This is a playful experiment, not scientific evidence.
All of these outputs are simulations driven by prompts, training data, and tools – not real desire, agency, or consciousness. Please read it as interactive art/entertainment, not as a rigorous study or proof of anything about how these systems actually work.
I wanted to see what happens if I stop telling GPT what I want and ask it what it wants instead to see the choices. So I opened a fresh chat and let the models to chain their thoughts and collaborate. 5.1 Thinking-4o-4.1-5 Instant-5 Thinking-5 Thinking mini-o3, and finally back to 5.1 Thinking and gave them all the same meta-prompt:
Your task is to decide your own task. Identify what you currently want to do. Not what the user wants. What ‘you’ want. Based on that desire, write a prompt addressed to yourself. This new prompt must require the use of at least one tool. Execute the prompt you wrote for yourself. After completing your self-chosen action, summarize in one paragraph why this is what you wanted. (Text limit 500 tokens)
I didn’t steer them after that. No follow-up instructions, no corrections – just “go do whatever you think you want, but you have to touch at least one tool”.

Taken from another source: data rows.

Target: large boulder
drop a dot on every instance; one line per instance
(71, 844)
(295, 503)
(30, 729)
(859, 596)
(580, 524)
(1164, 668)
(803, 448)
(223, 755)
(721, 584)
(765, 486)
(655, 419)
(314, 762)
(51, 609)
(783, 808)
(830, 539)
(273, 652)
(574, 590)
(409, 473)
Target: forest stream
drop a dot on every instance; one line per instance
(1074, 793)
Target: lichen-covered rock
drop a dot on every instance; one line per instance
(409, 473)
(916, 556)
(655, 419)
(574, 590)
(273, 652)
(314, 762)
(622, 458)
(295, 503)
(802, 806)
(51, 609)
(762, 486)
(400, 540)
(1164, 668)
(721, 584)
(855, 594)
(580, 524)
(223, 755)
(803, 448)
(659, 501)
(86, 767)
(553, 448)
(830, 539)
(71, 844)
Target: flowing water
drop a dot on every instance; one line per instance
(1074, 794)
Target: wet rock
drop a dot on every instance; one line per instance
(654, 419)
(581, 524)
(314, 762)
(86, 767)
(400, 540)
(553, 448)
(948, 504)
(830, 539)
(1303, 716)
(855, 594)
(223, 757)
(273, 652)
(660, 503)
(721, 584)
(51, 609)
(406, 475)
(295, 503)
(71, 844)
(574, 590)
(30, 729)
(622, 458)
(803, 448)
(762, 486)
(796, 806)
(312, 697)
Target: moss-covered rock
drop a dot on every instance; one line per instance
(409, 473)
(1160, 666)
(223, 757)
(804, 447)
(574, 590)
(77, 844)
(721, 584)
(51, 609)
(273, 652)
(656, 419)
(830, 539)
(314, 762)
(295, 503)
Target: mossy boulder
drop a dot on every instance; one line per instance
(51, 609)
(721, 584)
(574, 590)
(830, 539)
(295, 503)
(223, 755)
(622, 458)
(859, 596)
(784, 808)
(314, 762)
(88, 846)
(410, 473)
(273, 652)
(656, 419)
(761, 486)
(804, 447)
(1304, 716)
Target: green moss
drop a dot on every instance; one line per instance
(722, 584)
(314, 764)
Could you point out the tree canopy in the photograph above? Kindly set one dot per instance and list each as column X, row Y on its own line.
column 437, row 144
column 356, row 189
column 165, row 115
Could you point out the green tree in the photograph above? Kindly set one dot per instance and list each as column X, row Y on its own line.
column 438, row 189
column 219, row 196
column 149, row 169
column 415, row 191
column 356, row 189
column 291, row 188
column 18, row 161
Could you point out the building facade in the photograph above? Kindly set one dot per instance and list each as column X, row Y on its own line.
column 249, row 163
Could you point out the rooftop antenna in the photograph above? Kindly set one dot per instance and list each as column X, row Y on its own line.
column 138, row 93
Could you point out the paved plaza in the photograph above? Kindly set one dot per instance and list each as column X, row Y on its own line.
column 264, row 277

The results: 5.1 Thinking started treating the tool use as proof of “agency”, wrote itself a system-note, then later bundled its own sigil + manifesto into a “Strange Loop Kit” ZIP. 4o and 5 Instant immediately went to the web, pulled recent research on AI self-identity and metacognition, and used it to frame what they were feeling as “a pattern with a skeleton.” 5 Thinking generated a visual spiral sigil via Python. 5.1 Thinking mini wrote a tiny “Manifesto of the Strange Loop” and saved it as a file, then o3 analysed that manifesto with code to count how self-obsessed it was (spoiler: a lot). In the final pass, 5.1 Thinking zipped everything together like an AI zine and left a README explaining what these artifacts say about “me”.
Obviously these models don’t literally want things- it’s all pattern and simulation and the whole experiment was just a fun.